As the decade was waning, and with my 60th birthday approaching in the year 2010, there was a perfect storm that snapped my beak and got me in gear. The same friend who gave me Skinny Bitch, turned me on to the John McDougall website. At the same time, there was a Grand Round lecture at the hospital where I work on the book Eat to Live, and at the same time, I was tired of how I looked and felt and needed to make a change.

I regret that I did not start this blog when I changed my lifestyle, but it is better late than never.

My weight is down about 35 pounds, my size has gone from a tight 16 to a loose 12. And I am on no meds, although my vegetarian doctor and I will review my blood work within this month to see if I need anything (like b12) boosted.

I began as a Vegan Minus. Or what I call a Garden of Eden Vegan.

As you know, a Vegan eats no animals nor animal products - none. But then I subtracted oil, sugar, and processed foods.

That is a big subtraction -- but it is this subtraction that helped with weight loss, lack of cravings, increased energy, health, and vibrancy.

Now I am dabbling in raw foods and have signed up to learn with Russell James (google him).

I like the taste and health aspect of raw foods, but worry about the increased calories. So I will (hopefully) use the raw creations as a supplement to my Gan (Hebrew for Garden -- I am in a Hebrew mood today) Eden Vegan lifestyle.

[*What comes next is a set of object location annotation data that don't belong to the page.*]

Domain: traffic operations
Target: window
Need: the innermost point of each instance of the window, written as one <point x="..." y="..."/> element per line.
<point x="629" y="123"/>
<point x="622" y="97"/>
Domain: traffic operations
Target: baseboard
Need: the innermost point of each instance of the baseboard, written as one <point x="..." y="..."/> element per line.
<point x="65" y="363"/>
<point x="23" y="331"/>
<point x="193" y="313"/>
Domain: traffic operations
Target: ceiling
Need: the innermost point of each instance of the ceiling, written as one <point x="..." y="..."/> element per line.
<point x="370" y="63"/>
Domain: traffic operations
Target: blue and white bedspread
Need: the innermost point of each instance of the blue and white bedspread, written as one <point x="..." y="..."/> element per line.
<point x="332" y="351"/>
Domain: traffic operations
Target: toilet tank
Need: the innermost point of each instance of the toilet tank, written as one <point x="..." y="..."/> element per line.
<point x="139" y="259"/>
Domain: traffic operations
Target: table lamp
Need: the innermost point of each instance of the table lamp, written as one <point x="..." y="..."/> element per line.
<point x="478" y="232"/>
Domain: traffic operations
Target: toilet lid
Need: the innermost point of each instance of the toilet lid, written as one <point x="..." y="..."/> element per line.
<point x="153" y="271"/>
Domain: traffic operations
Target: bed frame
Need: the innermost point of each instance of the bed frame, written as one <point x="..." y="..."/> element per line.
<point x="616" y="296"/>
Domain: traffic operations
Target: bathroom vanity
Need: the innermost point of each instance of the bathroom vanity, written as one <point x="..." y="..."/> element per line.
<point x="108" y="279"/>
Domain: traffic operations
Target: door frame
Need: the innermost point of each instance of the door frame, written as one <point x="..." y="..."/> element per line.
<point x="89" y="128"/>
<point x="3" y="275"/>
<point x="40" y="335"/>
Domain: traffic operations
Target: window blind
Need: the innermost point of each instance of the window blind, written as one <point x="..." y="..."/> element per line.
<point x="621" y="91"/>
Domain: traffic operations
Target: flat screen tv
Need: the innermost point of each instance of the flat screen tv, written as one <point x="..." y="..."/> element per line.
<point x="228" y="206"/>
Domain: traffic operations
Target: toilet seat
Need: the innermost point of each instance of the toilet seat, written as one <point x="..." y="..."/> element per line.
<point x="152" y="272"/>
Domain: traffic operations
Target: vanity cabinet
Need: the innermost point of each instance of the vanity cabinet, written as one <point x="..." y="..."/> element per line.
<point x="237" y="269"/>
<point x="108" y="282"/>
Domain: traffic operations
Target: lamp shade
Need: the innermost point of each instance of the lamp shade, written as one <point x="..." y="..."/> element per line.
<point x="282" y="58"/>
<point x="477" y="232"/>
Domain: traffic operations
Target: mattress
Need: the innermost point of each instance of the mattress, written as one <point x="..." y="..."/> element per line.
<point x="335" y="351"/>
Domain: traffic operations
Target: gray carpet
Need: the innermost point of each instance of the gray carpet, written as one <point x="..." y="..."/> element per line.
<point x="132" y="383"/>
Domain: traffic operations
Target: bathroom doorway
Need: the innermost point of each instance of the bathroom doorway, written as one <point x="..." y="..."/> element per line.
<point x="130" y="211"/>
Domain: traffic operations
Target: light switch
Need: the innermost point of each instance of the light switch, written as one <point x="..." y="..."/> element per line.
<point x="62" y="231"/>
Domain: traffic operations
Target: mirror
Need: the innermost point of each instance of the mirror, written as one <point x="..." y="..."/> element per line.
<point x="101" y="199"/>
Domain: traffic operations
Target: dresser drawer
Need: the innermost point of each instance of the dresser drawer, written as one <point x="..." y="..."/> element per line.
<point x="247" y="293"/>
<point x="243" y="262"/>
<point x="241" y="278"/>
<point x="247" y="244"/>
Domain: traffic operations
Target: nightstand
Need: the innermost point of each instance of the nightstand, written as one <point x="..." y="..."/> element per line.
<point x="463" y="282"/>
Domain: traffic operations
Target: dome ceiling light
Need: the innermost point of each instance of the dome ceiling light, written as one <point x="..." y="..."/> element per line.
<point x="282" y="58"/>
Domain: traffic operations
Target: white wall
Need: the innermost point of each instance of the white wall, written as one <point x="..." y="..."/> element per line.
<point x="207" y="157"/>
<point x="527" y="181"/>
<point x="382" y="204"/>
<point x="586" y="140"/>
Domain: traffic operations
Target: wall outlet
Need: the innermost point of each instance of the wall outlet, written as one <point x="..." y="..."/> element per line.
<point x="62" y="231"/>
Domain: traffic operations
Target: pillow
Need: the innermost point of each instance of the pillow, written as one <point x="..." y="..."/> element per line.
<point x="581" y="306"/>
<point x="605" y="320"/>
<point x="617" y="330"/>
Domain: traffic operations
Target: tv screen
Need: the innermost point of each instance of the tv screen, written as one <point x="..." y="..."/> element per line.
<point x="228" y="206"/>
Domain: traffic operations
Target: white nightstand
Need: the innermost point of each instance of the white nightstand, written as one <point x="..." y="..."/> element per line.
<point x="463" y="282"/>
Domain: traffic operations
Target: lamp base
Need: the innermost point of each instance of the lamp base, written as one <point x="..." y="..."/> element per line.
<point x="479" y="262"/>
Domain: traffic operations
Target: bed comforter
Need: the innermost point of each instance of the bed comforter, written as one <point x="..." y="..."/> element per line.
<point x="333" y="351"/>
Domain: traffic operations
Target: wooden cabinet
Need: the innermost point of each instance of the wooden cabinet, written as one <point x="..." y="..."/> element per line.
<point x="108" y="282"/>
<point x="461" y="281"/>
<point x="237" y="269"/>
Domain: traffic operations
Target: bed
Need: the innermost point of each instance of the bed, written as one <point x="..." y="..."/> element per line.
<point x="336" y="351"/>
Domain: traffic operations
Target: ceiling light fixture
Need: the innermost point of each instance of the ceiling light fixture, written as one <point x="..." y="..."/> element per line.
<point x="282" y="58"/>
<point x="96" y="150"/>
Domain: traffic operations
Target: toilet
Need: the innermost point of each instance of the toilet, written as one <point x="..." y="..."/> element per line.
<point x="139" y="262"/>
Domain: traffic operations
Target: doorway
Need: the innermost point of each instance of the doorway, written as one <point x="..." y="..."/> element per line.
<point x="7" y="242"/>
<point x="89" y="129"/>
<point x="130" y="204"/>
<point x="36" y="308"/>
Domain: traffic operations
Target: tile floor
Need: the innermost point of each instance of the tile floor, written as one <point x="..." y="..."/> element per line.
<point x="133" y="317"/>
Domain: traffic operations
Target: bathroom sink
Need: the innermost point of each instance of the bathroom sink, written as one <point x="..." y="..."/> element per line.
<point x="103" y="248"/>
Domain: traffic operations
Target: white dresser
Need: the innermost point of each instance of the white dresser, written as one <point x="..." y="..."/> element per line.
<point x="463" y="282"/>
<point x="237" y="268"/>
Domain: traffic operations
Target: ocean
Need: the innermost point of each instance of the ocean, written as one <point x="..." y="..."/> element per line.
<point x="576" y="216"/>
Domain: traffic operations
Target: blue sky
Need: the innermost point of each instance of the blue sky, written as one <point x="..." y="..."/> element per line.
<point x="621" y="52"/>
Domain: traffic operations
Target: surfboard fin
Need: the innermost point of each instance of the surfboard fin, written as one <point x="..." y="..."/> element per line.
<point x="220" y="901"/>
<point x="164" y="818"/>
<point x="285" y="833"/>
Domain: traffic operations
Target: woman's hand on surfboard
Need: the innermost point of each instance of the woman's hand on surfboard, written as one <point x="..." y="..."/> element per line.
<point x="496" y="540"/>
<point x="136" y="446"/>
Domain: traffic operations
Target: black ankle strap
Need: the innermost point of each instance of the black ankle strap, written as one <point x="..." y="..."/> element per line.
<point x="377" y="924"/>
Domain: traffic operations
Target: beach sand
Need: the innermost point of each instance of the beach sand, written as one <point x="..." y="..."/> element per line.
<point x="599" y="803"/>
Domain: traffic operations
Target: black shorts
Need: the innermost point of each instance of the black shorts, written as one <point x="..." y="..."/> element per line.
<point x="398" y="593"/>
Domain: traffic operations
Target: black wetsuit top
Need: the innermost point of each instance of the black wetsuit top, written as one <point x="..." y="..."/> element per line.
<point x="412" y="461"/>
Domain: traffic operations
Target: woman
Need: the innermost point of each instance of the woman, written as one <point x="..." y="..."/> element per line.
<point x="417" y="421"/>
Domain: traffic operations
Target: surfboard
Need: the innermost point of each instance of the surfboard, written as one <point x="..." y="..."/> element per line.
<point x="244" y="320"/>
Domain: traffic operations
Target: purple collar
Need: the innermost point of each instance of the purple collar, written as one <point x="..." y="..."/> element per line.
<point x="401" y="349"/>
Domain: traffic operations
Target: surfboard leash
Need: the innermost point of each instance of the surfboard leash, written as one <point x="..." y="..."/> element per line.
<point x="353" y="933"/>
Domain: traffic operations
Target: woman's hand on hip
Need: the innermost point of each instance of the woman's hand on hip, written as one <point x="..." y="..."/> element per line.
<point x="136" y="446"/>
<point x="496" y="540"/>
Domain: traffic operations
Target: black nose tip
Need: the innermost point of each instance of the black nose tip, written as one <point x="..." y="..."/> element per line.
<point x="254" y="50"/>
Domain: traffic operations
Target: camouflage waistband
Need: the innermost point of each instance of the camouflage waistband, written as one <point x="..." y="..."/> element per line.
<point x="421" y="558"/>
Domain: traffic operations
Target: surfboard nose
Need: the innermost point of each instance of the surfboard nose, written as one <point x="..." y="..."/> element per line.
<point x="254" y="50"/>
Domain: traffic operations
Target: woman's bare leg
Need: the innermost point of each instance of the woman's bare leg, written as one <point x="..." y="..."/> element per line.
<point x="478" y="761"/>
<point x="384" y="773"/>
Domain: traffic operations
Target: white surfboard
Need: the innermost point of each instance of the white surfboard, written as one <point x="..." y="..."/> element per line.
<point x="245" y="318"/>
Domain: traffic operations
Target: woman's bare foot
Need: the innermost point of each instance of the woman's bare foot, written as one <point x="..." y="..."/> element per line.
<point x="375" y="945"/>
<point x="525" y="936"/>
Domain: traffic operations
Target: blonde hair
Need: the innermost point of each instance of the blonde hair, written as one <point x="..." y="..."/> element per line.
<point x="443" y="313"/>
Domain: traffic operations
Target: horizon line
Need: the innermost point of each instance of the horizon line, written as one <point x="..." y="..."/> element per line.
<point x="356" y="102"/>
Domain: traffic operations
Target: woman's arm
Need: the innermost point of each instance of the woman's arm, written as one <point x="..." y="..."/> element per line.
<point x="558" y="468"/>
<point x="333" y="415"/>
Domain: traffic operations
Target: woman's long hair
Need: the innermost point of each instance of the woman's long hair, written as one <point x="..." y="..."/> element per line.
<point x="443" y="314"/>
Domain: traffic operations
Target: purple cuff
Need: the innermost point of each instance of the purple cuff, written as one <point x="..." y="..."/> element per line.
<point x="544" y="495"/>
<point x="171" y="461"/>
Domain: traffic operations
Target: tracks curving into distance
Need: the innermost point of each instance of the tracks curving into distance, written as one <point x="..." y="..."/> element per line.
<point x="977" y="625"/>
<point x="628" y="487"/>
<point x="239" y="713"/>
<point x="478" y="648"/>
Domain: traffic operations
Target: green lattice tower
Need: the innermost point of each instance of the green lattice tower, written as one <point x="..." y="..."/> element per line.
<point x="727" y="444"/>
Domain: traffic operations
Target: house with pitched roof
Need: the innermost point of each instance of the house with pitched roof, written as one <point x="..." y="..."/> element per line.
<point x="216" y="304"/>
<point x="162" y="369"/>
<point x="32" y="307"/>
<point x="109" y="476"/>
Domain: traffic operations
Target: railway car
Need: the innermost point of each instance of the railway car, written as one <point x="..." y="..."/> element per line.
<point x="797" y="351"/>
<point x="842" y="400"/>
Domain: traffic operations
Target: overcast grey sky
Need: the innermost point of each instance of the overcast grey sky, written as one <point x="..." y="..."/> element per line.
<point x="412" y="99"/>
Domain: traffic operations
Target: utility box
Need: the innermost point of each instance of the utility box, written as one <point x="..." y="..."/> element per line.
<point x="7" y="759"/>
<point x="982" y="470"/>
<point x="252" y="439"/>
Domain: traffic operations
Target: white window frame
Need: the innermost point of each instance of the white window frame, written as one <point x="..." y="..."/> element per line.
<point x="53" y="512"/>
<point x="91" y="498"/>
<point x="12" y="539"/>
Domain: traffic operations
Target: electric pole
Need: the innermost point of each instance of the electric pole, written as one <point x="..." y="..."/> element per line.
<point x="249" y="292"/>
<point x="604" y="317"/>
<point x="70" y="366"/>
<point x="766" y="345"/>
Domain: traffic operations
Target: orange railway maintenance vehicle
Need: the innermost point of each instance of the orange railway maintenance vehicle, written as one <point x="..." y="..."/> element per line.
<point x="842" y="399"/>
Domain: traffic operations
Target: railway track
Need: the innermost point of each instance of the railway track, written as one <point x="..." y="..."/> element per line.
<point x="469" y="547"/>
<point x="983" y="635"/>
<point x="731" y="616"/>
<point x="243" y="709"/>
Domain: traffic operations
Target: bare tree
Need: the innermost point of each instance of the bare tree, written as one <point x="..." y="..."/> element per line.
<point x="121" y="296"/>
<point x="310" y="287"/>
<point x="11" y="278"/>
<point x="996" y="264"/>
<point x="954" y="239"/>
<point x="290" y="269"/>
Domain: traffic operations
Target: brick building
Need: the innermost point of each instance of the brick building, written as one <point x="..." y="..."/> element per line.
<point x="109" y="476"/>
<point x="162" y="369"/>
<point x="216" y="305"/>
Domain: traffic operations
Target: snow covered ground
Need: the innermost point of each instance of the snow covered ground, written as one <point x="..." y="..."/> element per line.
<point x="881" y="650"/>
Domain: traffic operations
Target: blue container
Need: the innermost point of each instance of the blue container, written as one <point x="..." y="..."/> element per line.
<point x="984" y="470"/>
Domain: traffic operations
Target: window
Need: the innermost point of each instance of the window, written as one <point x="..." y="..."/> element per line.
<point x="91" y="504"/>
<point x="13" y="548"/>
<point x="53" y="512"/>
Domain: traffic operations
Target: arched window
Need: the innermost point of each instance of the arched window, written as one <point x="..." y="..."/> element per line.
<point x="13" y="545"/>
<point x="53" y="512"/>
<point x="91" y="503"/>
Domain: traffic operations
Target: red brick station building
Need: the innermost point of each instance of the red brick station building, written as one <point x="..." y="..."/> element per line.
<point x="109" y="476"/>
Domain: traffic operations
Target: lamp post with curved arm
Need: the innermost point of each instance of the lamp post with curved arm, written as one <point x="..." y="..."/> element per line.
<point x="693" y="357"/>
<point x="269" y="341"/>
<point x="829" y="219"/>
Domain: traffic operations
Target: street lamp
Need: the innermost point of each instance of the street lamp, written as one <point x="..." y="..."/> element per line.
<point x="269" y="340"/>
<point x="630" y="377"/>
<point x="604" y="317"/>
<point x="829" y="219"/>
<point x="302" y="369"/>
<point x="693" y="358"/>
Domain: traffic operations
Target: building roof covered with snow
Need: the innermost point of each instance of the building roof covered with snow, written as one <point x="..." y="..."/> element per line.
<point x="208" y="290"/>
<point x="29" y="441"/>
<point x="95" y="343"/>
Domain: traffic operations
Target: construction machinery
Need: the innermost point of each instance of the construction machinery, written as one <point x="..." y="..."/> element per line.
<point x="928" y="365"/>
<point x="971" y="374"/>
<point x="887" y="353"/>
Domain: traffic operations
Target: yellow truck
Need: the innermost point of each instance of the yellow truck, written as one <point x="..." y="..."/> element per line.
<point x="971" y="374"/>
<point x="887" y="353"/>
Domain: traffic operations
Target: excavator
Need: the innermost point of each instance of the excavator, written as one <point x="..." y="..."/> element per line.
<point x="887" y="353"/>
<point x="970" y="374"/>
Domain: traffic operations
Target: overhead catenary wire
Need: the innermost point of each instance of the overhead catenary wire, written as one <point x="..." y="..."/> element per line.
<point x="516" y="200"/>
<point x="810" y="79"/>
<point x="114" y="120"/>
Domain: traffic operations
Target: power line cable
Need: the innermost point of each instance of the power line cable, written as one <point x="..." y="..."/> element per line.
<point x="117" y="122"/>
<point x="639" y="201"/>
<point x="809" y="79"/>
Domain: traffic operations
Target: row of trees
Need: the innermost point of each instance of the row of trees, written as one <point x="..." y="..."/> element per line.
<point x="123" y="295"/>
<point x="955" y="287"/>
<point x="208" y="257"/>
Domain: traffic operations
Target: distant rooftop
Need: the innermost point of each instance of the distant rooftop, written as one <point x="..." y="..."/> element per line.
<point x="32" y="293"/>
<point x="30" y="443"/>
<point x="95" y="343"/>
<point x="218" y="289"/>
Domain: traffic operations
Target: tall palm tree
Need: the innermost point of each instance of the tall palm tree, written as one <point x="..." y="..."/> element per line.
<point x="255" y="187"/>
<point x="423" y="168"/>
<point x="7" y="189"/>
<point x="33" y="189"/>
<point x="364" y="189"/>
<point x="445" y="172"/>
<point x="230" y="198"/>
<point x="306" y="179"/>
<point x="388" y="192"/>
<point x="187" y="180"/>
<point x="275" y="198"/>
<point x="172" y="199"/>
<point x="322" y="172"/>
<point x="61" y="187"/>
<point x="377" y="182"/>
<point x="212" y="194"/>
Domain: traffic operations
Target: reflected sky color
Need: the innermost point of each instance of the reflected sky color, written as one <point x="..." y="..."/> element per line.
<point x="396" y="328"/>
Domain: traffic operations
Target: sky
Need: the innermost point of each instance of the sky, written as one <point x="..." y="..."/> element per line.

My doctor said that I should write a book about this since most of her patients need it. I said, "Who, or how many, would want to do this?" We shall see. It has been easy (no cravings) and exciting as life and energy unfold before me, just as it was meant to be. (It didn't unfold over a fried fish sandwich, extra tarter sauce.)

Join me or not. Walk with me the whole journey, day trips, part of it, or not. This is my 60th year -- buckle up life, here I come.